Kiedy mówimy o konfrontacji, przychodzą nam do głowy najczęściej takie synonimy jak: spór, konflikt, starcie… Nieprzyjemne i sugerujące, że jedna ze stron ostatecznie będzie tą wygraną a druga poniesie porażkę….Kto o zdrowych zmysłach chciałby wchodzić w coś takiego mając na względzie dobro miłości małżeńskiej?
Konfrontacja ma jednak jeszcze jedno swoje oblicze – mniej spektakularne – bo nie ma w niej przegranych. Oznacza „zwrócenie się twarzą do” – to postawa zatrzymania się i pochylenia nad tym co we mnie i nad tym, co w drugim człowieku. To stawanie twarzą w twarz z własnym sercem i z sercem mojego rozmówcy. To powierzanie tajemnicy tego, co przeżywam, a co zwykle skryte jest przed innymi. To objaśnianie siebie drugiemu człowiekowi z miłości do niego i dla dobra miłości wspólnej. To odkrywanie gdzie się kończę a gdzie się zaczyna mój współmałżonek…

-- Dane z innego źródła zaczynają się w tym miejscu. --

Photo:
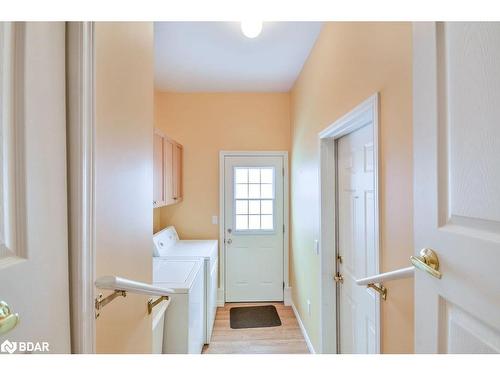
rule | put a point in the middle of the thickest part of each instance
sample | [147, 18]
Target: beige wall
[206, 123]
[350, 62]
[124, 181]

To ostatnie spotkanie będzie poświęcone rozróżnianiu „konfrontacji-starcia” od „konfrontacji z miłości„. Będziemy szukać słów i sposobów na to, by trudne rozmowy na ważne dla nas tematy przynosiły wzmocnienie więzi i prowadziły do wzrostu a nie osłabienia miłości małżeńskiej.